First, please familiarize yourself with my post, This Is a Test of the Emergency Rant System. Done? Okay, now let’s get on with it.
Today was the first of many monthly payments on my ex-husband’s debt that I am responsible for (and we won’t even talk about the large sum that I paid last week to get the ball rolling). My hope all along was to be able to settle the debt in a lump sum so that I wouldn’t have the emotional bungee cord of monthly payments that can so easily pull me back into a state of anger and frustration. Obviously, my hope for a single lump sum did not manifest, so now I have to make the best out of the situation in which I find myself.
So, I am practicing what I preach. Each month, as I send the payment, I will add another item to a growing gratitude list. This forces me to steer my thoughts towards the present and the positive rather than getting mired in the muck of the past every lunar cycle. I won’t be sharing all of those on here, but I started with following today:
Brock – the love I never thought I would find
That’s a much nicer thought to be left with than one where I’m cursing my ex or wondering where the money went.
It’s strange. The loss of this money every month will hurt. It means that some things will have to be postponed indefinitely (Two Ladies Going to Verona) and my car better last for another 5 years. But still, it feels good in a purgative sort of way to release the funds. This is the last tangible tie (apart from the gift of crappy credit he left me with) to my ex and his deceptions. For 3 years, my money has not been securely mine as I’ve paid some of his debts and worked to negotiate others. With each payment, my burden of the past is lessened and I am one month closer to ownership of my income.
I’m not going to pretend it’s always easy. Some moments, I wish my checkbook had a special carbon where I could write a “Bad Karma” check to the bigamist at the same time I record a payment for his lies. The reality; however, is that such a check would hurt me more than it would hurt him simply by keeping my thoughts in the negative.
So, instead, I’ll picture a “Good Karma” carbon and I’ll focus on cultivating positive energy with each payment. Besides, I’m sure he’s cashing enough bad karma checks on his own; he doesn’t need me to endorse them.
In about two years, I’ll be free of this last tie to the past and I will have a wonderful list of 24 things for which I am grateful. I can live with that.
13 thoughts on “Practicing What I Preach”

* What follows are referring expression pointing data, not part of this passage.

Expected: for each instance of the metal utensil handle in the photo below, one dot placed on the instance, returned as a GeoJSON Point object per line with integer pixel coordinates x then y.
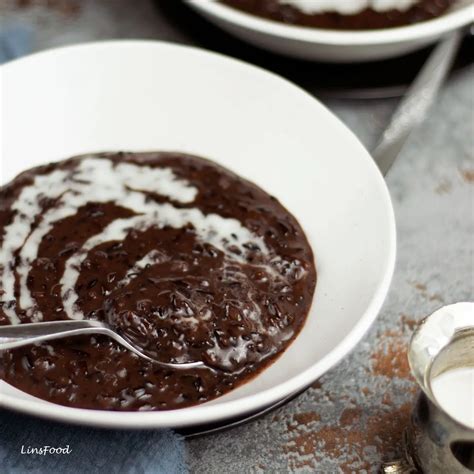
{"type": "Point", "coordinates": [415, 104]}
{"type": "Point", "coordinates": [24, 334]}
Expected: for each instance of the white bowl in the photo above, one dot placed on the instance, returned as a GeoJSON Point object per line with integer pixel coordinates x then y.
{"type": "Point", "coordinates": [139, 95]}
{"type": "Point", "coordinates": [333, 45]}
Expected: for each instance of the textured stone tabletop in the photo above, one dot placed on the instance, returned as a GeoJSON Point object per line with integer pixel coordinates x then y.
{"type": "Point", "coordinates": [353, 418]}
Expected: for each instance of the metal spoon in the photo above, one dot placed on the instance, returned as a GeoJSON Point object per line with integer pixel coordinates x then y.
{"type": "Point", "coordinates": [25, 334]}
{"type": "Point", "coordinates": [414, 106]}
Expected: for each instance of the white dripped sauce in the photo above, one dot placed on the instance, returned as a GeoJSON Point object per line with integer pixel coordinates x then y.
{"type": "Point", "coordinates": [93, 180]}
{"type": "Point", "coordinates": [348, 7]}
{"type": "Point", "coordinates": [98, 180]}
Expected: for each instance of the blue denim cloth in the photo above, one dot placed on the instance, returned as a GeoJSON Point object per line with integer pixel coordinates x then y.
{"type": "Point", "coordinates": [91, 450]}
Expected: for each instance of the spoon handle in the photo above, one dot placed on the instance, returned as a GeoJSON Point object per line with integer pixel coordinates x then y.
{"type": "Point", "coordinates": [24, 334]}
{"type": "Point", "coordinates": [414, 106]}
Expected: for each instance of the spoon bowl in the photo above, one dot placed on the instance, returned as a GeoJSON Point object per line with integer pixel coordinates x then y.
{"type": "Point", "coordinates": [32, 333]}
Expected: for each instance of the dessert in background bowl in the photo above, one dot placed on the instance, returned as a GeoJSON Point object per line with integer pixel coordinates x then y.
{"type": "Point", "coordinates": [81, 100]}
{"type": "Point", "coordinates": [344, 14]}
{"type": "Point", "coordinates": [338, 30]}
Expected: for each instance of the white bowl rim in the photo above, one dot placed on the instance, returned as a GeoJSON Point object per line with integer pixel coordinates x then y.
{"type": "Point", "coordinates": [424, 29]}
{"type": "Point", "coordinates": [205, 414]}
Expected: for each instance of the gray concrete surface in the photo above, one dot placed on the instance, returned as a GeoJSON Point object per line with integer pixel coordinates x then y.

HE SUCKS, HE SUCKS, HE SUCKS…there, I did a bit of the bad karma intake for you. You, on the other hand, are awesome. More power to your positive! xxx
Thanks for the chuckles! 🙂
Great reframing. I’m proud of you.
Thanks for this post and the link to your “rant” as it comes at a time when I am also going through a sticky stage with my divorce process as well and – yes – I am also the one left to clean up the mess and the debt. My spirits had been dragged very low over the last week as the immensity of it all began sinking in. Sometimes focussing on the new “me” going forward just isn’t enough compensation for the hurt and pain. Your post has lifted me up and inspired me to focus on the things to be grateful for – and there are many – rather than being sucked down by the negativity that tries to gain a hold of me. Thanks.
You are doing fantastically. Keep on keeping on. I admire your tenacity and determination to succeed in life. 🙂
I’m sorry to hear that you are also left to clean up the mess. It is certainly not a fun situation to be in. I’m glad the post came at an opportune time for you. You may also want to check out Clean Up, Aisle 5 – it’s in a similar vein. It’s not always easy to stay positive, but remember that good karma pays good dividends. Thinking of you and wishing you the best during this sticky time.
Know what you mean been there done that. It sucks if you let it! Tovah
Hi there. I provided a link to this post on my blog today as I am going though a similar frustration and I am inspired by your determination to remain positive. Thanks 🙂
Thanks! I hope you can find a place of acceptance. It sucks, but we don’t have to let it suck the life out of us.